Davidson studied art in Florence, Italy. She earned a BFA in art at Drake University and an MFA in painting at Portland State University in 1987. Davidson married Douglas Lubotsky, architect, in 1989.

==Critical reception==
Critics have described Davidson's art favorably. Helen Harrison wrote in The New York Times that Davidson's paintings "...rely on strong geometric frameworks for their architecture-based abstractions. Ms. Davidson's elegant compositions refer to beams, girders and other building supports, but these heavy, dark elements are softened by erasures and overpainting, and offset by areas of soft, translucent color."

Bob Hicks of Oregon ArtsWatch said, "Portland painter Davidson shows some deceptively placid-looking painted and collaged landscapes from the Oregon Coast. Look, and then look again."

David Carmack Lewis wrote, "She works initially with a combination of acrylic paint and charcoal on paper.
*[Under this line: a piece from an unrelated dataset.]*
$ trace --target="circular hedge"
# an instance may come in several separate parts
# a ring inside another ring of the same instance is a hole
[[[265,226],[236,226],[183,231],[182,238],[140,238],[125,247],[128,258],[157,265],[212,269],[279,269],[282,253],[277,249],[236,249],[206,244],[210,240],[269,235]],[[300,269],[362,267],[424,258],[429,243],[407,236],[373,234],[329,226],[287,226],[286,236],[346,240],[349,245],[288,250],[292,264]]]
The paper, in rectangular strips of varying proportions, are then applied to canvas. The method gives the work a rigid geometric framework but the organic nature of her subject not only survives but somehow thrives within it... Even her most abstract pieces unfailingly capture a genuine sense of place and atmosphere."

Another reviewer wrote that her art is characterized by:

...very particular, quiet, precise abstraction. Though Davidson employs no familiar shapes, her paintings are immediately readable as environments, texture and place reduced to overlaid horizontal strips of color. The brown and blue tones in "Winter" evoke bleached weeds against ice, the strip of slush along a highway, the weird light that bounces off snow. Davidson doesn't literally depict any of these things, and she doesn't need to. Her paintings merely set the right conditions for your own projection.
— Megan Burbank, The Portland Mercury

== Selected exhibitions ==
Davidson's works are in permanent collections of the Portland Art Museum, Nordstrom and the state of Oregon Collection, as well as corporate and public collections, including the cities of Seattle and Portland, King County Justice Center, the State Employment Building in Salem, Oregon, Intuit, Lucent, and Willamina Lumber Company.

Her exhibitions include:

- 2014 - Reflections, Froelick Gallery (Portland, Oregon)
- 2012 - Abstract Landscapes, Froelick Gallery
- 2009 - Coastal Landscapes, Froelick Gallery
- 2007 - Point of Reference, Froelick Gallery
- 2004 - Relative Values, Froelick Gallery
- 2003 - Recent Work, Davidson Galleries (Seattle, Washington)
- 2002 - Froelick Gallery
- 2001 - Gwen Davidson: Recent Work, Davidson Galleries
- 2001 - Paintings, Froelick Gallery
- 1999 - Froelick Adelhart Gallery (Portland, Oregon)
- 1996 - Big Drawings, Small Paintings, Portland Community College—Northview Gallery (Portland, Oregon)
- 1992 - Gallery 114 (Portland, Oregon)
- 1990 - Portland State University—Littman Gallery (Portland, Oregon)
- 1986 - Portland State University (thesis)—Gallery 299

==Awards and honors==
Davidson's art was selected for inclusion in the Oregon Biennial in 2001.